8
votes

Fans of the Tidyverse regularly give several advantages of using tibbles rather than data frames. Most of them seem designed to protect the user from making mistakes. For example, unlike data frames, tibbles:

  • Don't need a ,drop=FALSE argument to not drop dimensions from your data.
  • Will not let the $ operator do partial matching for column names.
  • Only recycle your input vectors if they are of exactly length one.

I'm steadily becoming convinced to replace all of my data frames with tibbles. What are the primary disadvantages of doing so? More specifically, what can a data frame do that a tibble cannot?

Preemptively, I would like to make it clear that I am not asking about data.table or any big-picture objections to the Tidyverse. I am strictly asking about tibbles and data frames.

2
Tibbles are data frames - i.e. they have class data.frame, just with additional methods. So it's not so much what's different about a data frame, as how tibble modifies data frame behaviour. The differences are captured in the tibbles vignette. Personally I think the modified print method is the most useful feature.neilfws
Not an answer, but a long interesting thread on R-package-devel with several R authorities who discusses some of the implications of tibbles: tibbles are not data frames. In any case, Jim Lemon's metaphor on including tigers in the mixed martial arts competitions makes it worth reading thread.Henrik
@Henrik Certainly a fun read, but the summary seems to be as simple as "tibbles violate the Liskov substitution principle".J. Mini
Although "Matrix indexing [of a data.frame] x[i] with a logical or a 2-column integer matrix i using [ is not recommended" (?[.data.frame) it can be handy (e.g. here, here). It seems like such indexing can't be used on a tibble. tb = tibble(x = 1:3, y = 4:6); m = cbind(c(3, 2), c(2, 1)); tb[m]; df = as.data.frame(tb); df[m]Henrik
But again, this is supposedly just another example of protecting the tibble user from self-inflicted harm (coercion)Henrik

2 Answers

3
votes

From the trouble with tibbles, you can read :

there isn’t really any trouble with tibbles

However,

Some older packages don’t work with tibbles because of their alternative subsetting method.
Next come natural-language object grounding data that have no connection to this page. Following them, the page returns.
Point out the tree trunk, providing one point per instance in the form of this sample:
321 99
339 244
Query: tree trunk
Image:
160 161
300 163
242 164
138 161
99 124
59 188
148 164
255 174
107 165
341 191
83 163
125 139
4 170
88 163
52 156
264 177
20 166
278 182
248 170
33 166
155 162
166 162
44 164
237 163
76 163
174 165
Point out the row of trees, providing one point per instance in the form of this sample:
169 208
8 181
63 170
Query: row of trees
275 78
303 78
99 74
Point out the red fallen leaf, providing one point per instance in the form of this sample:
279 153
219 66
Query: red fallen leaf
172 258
They expect tib[,1] to return a vector, when in fact it will now return another tibble.

This is what @Henrik pointed out in comments.

As an example, the length function won't return the same result:

library(tibble)
tibblecars <- as_tibble(mtcars)
tibblecars[,"cyl"]
#> # A tibble: 32 x 1
#>      cyl
#>    <dbl>
#>  1     6
#>  2     6
#>  3     4
#>  4     6
#>  5     8
#>  6     6
#>  7     8
#>  8     4
#>  9     4
#> 10     6
#> # ... with 22 more rows
length(tibblecars[,"cyl"])
#> [1] 1
mtcars[,"cyl"]
#>  [1] 6 6 4 6 8 6 8 4 4 6 6 8 8 8 8 8 8 4 4 4 4 8 8 8 8 4 4 4 8 6 8 4
length(mtcars[,"cyl"])
#> [1] 32

Other example :

Invariants for subsetting and subassignment explains where the behaviour from tibble differs from data.frame.
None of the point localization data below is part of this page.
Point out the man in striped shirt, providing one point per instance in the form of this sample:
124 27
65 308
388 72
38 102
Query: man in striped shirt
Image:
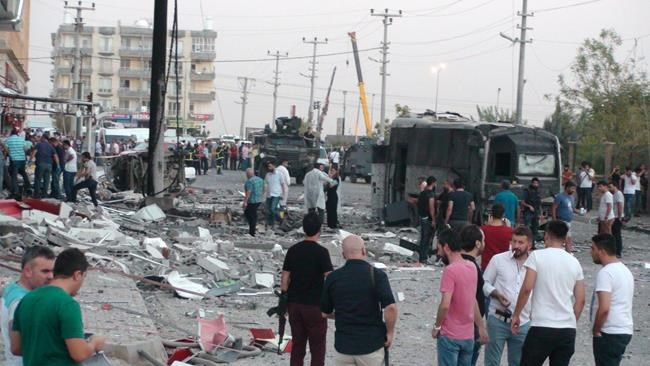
16 146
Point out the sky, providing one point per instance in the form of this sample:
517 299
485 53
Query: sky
461 34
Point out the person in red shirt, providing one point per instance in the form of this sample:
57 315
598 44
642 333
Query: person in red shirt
233 157
497 235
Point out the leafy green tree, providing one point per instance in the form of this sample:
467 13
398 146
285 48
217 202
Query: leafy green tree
491 114
402 110
607 101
These limitations being known, the solution given by Hadley in interacting with legacy code is:

A handful of functions don’t work with tibbles because they expect df[, 1] to return a vector, not a data frame. If you encounter one of these functions, use as.data.frame() to turn a tibble back to a data frame:

0
votes

Learned here: https://cran.r-project.org/web/packages/tibble/vignettes/tibble.html

There are three key differences between tibbles and data frames:

  • printing
  • subsetting
  • recycling rules

Tibbles:

  • Never change an input’s type (i.e., no more stringsAsFactors = FALSE!)
  • Never adjust the names of variables
  • Evaluate arguments lazily and sequentially
  • Never use row.names()
  • Only recycle vectors of length 1

Large data frames are displayed with as many rows as possible until the memory buffer is overwhelmed. R will stop in this situation at an arbitrary section of the data frame.

In tibble format only the first ten rows and all fitting columns are displayed. Colum data type and size of the data set is also displayed.